Coleccionista de agravios como era, el director del periódico local no podía ser la excepción como fuente de varios de ellos contra su persona, por lo que tomó la decisión sin pensarlo mucho. El primer problema sería conseguir una pistola lo bastante discreta como para burlar la endeble vigilancia en las instalaciones del diario. La consiguió con un amigo con el pretexto de mostrársela a un armero para que le consiguiera una igual y así hacer frente a la creciente inseguridad en la ciudad.

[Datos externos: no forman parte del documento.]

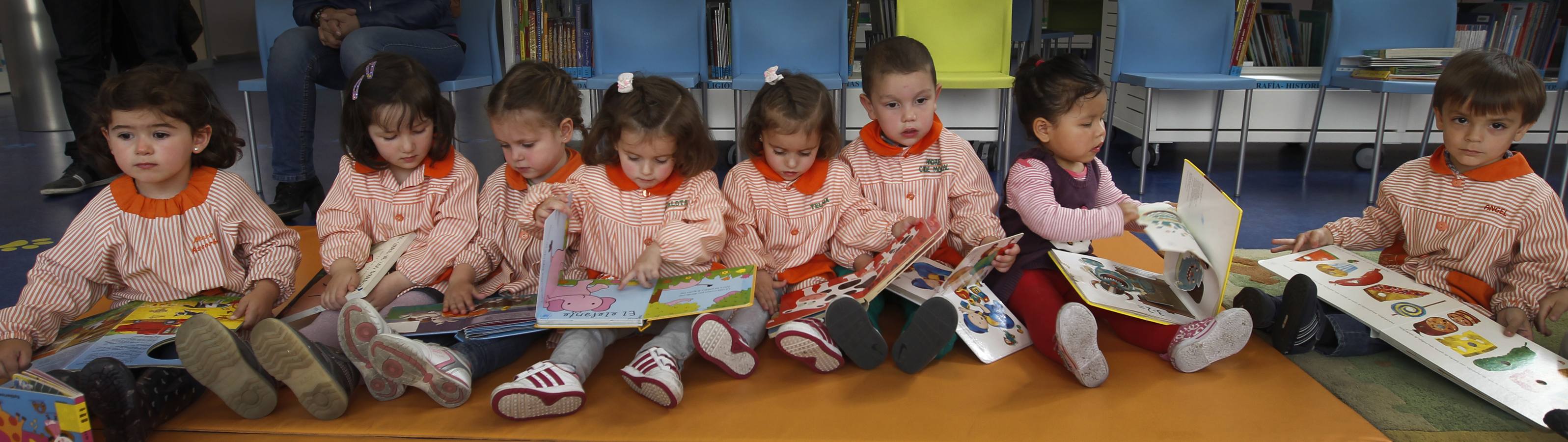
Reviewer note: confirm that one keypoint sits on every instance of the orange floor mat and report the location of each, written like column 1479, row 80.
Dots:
column 1253, row 395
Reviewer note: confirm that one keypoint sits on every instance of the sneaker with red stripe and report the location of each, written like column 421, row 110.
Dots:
column 722, row 344
column 806, row 341
column 543, row 391
column 655, row 375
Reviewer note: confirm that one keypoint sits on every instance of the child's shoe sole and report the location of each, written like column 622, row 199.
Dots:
column 289, row 358
column 217, row 361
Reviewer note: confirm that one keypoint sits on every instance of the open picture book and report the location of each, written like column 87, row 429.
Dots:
column 1197, row 237
column 603, row 303
column 383, row 256
column 984, row 324
column 1443, row 333
column 864, row 284
column 138, row 333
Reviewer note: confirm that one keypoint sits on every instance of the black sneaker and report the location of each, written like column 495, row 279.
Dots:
column 1302, row 319
column 219, row 359
column 78, row 178
column 931, row 328
column 291, row 199
column 319, row 375
column 853, row 333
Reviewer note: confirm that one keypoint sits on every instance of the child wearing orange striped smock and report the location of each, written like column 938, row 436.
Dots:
column 647, row 207
column 794, row 212
column 173, row 226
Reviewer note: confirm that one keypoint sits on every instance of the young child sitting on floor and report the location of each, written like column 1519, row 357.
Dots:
column 1471, row 220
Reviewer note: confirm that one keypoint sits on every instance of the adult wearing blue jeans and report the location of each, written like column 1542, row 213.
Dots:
column 336, row 37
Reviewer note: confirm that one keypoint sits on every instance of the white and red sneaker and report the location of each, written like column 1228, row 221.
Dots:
column 1078, row 344
column 806, row 341
column 722, row 344
column 543, row 391
column 357, row 325
column 655, row 375
column 443, row 374
column 1200, row 344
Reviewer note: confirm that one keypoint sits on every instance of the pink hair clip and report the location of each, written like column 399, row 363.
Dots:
column 772, row 76
column 623, row 83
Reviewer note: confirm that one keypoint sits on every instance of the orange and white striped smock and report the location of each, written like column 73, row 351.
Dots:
column 212, row 236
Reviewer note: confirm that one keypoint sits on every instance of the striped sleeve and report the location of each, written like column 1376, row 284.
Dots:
column 1540, row 262
column 700, row 232
column 744, row 244
column 973, row 201
column 339, row 221
column 66, row 279
column 455, row 226
column 1031, row 193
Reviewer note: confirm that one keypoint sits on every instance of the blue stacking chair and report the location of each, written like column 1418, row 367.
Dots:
column 665, row 38
column 1357, row 26
column 476, row 27
column 1178, row 44
column 806, row 37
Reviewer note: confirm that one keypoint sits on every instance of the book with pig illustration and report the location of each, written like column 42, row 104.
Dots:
column 866, row 284
column 1453, row 337
column 601, row 303
column 1197, row 237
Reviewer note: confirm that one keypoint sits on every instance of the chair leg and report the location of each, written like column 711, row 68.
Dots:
column 1377, row 145
column 1311, row 137
column 1241, row 161
column 256, row 151
column 1214, row 131
column 1144, row 166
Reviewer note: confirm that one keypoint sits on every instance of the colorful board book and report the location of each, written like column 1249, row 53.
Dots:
column 490, row 319
column 984, row 324
column 603, row 303
column 864, row 284
column 138, row 333
column 1197, row 236
column 37, row 407
column 1443, row 333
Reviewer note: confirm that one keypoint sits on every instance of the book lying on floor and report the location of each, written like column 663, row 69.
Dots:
column 490, row 319
column 603, row 303
column 382, row 259
column 1453, row 337
column 38, row 407
column 984, row 324
column 864, row 284
column 138, row 333
column 1197, row 237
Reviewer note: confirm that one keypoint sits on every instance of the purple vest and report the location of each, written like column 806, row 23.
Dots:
column 1035, row 251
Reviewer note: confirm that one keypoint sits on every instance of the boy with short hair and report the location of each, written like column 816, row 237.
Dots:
column 907, row 164
column 1473, row 220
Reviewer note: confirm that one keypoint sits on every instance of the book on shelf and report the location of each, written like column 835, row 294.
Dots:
column 41, row 408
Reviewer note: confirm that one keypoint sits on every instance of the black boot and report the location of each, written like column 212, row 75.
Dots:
column 319, row 375
column 292, row 198
column 225, row 364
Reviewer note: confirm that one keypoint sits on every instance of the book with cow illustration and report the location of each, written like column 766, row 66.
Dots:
column 1449, row 336
column 1197, row 237
column 138, row 333
column 603, row 303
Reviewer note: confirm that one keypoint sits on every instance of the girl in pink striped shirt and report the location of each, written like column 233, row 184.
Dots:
column 173, row 226
column 648, row 184
column 1061, row 196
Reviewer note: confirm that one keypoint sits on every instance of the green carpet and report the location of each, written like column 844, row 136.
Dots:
column 1399, row 395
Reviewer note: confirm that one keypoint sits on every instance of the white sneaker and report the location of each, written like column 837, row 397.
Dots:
column 806, row 341
column 543, row 391
column 357, row 325
column 443, row 374
column 1078, row 344
column 655, row 375
column 720, row 344
column 1200, row 344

El siguiente escollo resultaba más difícil, habida cuenta de los agravios antedichos: conseguir una cita con el director del rotativo. Difícil, pero no insalvable, pues sólo era cuestión de armarse de cinismo y hablarle por teléfono para acordar un encuentro con el pretexto de rememorar los viejos tiempos cuando el “agraviado” escribía para el periódico y, en base a ello, tratar de limar asperezas, aun cuando dicho agraviado hubiese hecho hasta lo imposible en el pasado por hacer que la relación se volviese irreversible. No obstante, su cínica llamada resultó tan convincente que el director aceptó, intrigado, el ofrecimiento. Quedaron para un miércoles al mediodía.
Cuando se llegó la fecha, el agraviado ocultó el arma lo mejor que pudo debajo del cinto, junto al abdomen, y se presentó puntual a la cita. No representó ningún problema el guardia de seguridad que resguardaba el gran portón hacia los inmensos jardines del rotativo, pues éste ya tenía en sus registros marcada la visita del interfecto. Aparcó su auto en el gran estacionamiento y se dirigió a las oficinas. La pistola estaba tan bien disimulada bajo sus ropas que la secretaria no sospechó nada y lo anunció con el director, quien lo hizo pasar casi de inmediato.
El director lo invitó a sentarse enfrente de él al otro lado de su escritorio. Una vez que se hubo repantigado en el mullido asiento y después de intercambiar algunas palabras banales, el agraviado interrumpió el incipiente diálogo y dijo:
- Antes de empezar, permítame mostrarle -y moviendo su abdomen ligeramente hacia el frente y de manera muy discreta, desenfundó el arma.
Su interlocutor, al verla, quedó paralizado, y en su rostro se dibujó una mueca de terror indescriptible. Se hubiera arrojado al suelo pecho-tierra de buena gana, pero su temor de ser acribillado por la espalda en la nuca y su gran EGO se lo impidieron, y apenas pudo balbucear con voz trémula y casi inaudible:
- No cometa usted una locura, siéntese por favor y conversemos, quizá hasta pudiéramos hablar de su regreso a nuestras páginas y una buena paga.
- Es por demás -respondió el otro, sin dejar de apuntarle-, usted mejor que ningún otro conoce la situación, y yo he estado buscando al sujeto ideal al cual hacer responsable, mediante su testimonio, de no culpar a nadie más de la decisión que estoy tomando.
Acto seguido, el agraviado dirigió el cañón de la pistola a su propia boca y de un certero disparo en el velo del paladar, segó su vida, y se desplomó cuan largo era en las alfombras del despacho tiñéndolas de rojo y atragantándose con sus propios sesos.